Review: The Job – Work and Its Future in a Time of Radical Change

By David Gill, reprinted from The 313.

Ellen Ruppel Shell is professor of journalism at Boston University and a widely-published author. The Job is one of the very best books (of many dozens) assessing the changing work and employment scene. Part One is about “Our National Jobs Disorder.” It used to be argued that technology is flattening organizations and has liberating, empowering potential for workers at all levels. But as robots and artificial intelligence take over more and more jobs the profits have gone to the few at the top. Workers have not been cut into the profits from the increased productivity and efficiency of technology-driven jobs. What jobs remain after the tech invasion are often unsatisfying and unguaranteed.  

But work is so central to our humanity, identity, and happiness. Shell makes important distinctions between “work” and “job.” We need jobs to earn money and pay our expenses.  We need opportunities to work to find meaning and purpose in developing our gifts and selves, and in serving others in positive ways. She stresses that the unpaid work of raising children or being a community volunteer can very well fulfill our need for good work – but the question of how to pay our bills remains. “Our challenge is helping people find and sustain work that offers them an opportunity to make a contribution, to make them feel worthwhile, and to make meaning for themselves” (p. 320).

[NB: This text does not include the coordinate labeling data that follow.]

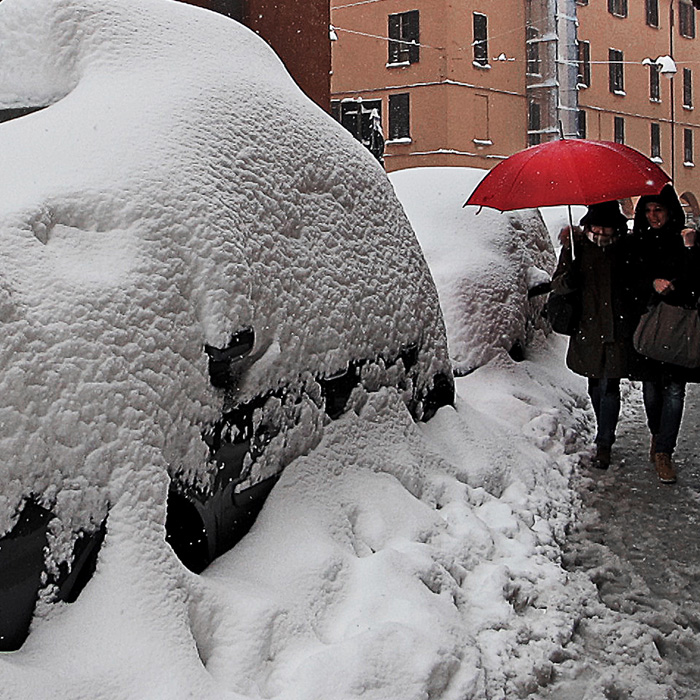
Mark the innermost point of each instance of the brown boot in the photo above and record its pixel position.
(664, 468)
(602, 457)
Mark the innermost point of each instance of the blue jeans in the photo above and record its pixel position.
(605, 397)
(663, 401)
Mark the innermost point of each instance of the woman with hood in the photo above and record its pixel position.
(668, 254)
(601, 344)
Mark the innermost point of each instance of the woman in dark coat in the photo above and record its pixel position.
(601, 344)
(669, 270)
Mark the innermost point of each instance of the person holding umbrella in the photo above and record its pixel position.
(601, 272)
(669, 269)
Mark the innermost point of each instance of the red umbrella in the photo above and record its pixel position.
(568, 171)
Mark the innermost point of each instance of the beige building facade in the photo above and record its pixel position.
(469, 82)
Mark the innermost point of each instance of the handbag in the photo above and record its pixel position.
(669, 334)
(564, 312)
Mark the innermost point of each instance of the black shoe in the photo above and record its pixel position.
(602, 457)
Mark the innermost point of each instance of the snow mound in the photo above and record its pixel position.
(483, 262)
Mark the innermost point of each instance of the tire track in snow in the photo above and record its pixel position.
(637, 540)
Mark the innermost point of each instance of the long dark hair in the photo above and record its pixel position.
(666, 198)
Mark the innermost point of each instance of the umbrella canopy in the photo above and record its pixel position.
(569, 171)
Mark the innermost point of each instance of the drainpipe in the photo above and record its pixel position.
(671, 22)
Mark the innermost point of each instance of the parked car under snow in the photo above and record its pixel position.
(199, 269)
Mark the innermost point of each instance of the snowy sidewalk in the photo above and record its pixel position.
(638, 543)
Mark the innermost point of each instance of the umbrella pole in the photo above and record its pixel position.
(571, 231)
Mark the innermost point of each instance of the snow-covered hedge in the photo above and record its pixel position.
(174, 187)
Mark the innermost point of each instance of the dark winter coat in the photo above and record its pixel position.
(661, 254)
(601, 345)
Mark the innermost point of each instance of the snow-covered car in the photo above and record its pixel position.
(199, 269)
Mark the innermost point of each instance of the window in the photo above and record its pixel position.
(652, 7)
(688, 147)
(404, 35)
(616, 75)
(581, 123)
(480, 43)
(655, 82)
(656, 141)
(399, 116)
(617, 7)
(533, 52)
(584, 64)
(534, 123)
(688, 88)
(686, 19)
(231, 8)
(363, 119)
(619, 130)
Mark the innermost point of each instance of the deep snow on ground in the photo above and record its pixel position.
(396, 560)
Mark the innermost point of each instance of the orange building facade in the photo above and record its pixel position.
(438, 106)
(469, 82)
(633, 96)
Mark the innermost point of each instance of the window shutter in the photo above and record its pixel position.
(413, 34)
(394, 33)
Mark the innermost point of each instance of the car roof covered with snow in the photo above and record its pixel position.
(168, 186)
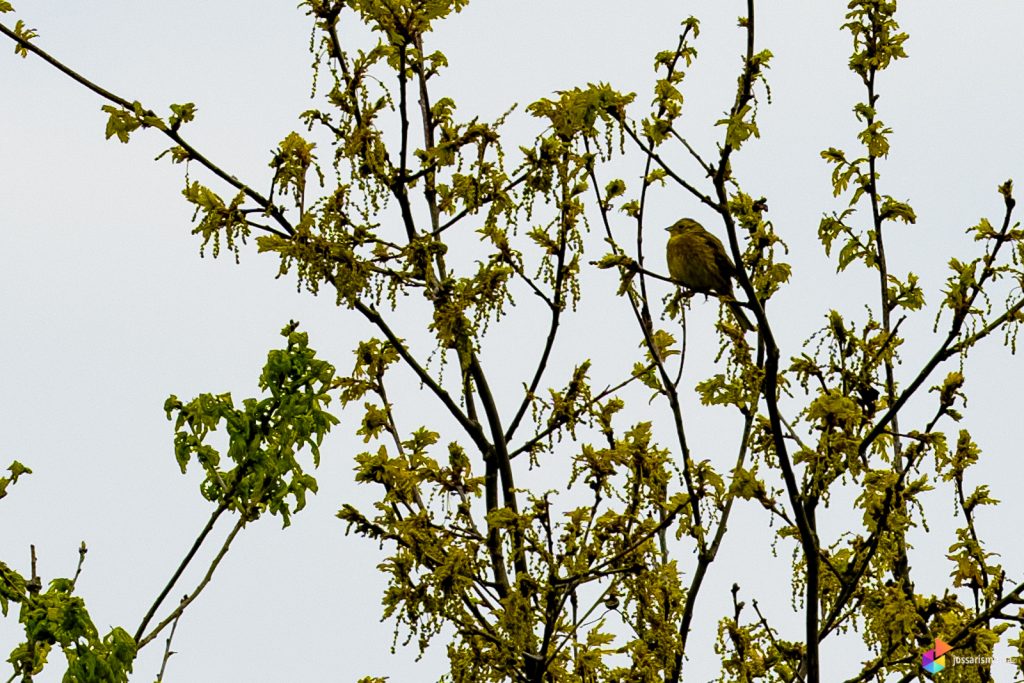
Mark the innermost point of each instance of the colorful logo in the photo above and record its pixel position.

The “work we desperately want and need to get done [is] caring work, creative work, building work, healing work, artistic work” (p. 321). Wow: sounds just like the theology and philosophy of work of people made in the image and likeness of the Creator and Healer.

Shell provides convincing historical research and statistics along with many stories of working individuals coping with bad jobs and unemployment as well as finding places to flourish. There are stories of successful transitions from financially rewarding but meaningless jobs to creative entrepreneurship of various kinds. Shell argues that our educational system focuses too much on acquiring the latest (narrow) list of job skills, and not nearly enough on the broader humanities goals of shaping lives and minds for meaningful work and citizenship. The thrust of her book is in part that individuals need to get free from the kind of job obsession that leads to stress and unhappiness and think more creatively about how to find good work.  

But she also is certain that “our work disorder is about a deficit of political will to frame the challenges clearly and honestly” (p. 319). We need a refocused, shared set of principles and priorities that recognize the essential importance of good work opportunities. A “health care system that uncouples good work from good health” and “remove(s) health care costs from business ledgers” would be part of such a response, freeing us from our desperation to find any job with health care coverage. Finding ways to value and compensate caregivers, teachers, and artists is also essential. So the answer is not just a simplistic “bring back those coal mining jobs” or “bring those low wage garment worker jobs back to the USA” strategy but a more far reaching change, something like a society-wide recognition that everyone has a “right to meaningful work” (as well as a “right to basic health care).” Where is the political will? Where is the leadership for such a move on the scale of FDR’s New Deal?

I would just point out that there is something in between the individual and the state: the church. It is impossible to load all responsibility on autonomous individuals – and it is utopian to wait for Washington or Sacramento to solve our work challenges (nor is hoping for Wall Street and corporate leadership very promising). Churches can start teaching and practicing the holistic discipleship of their Bibles – empowering and mobilizing their people for workplace creativity and discipleship. It has been done before and is happening now in various places. We need more of this!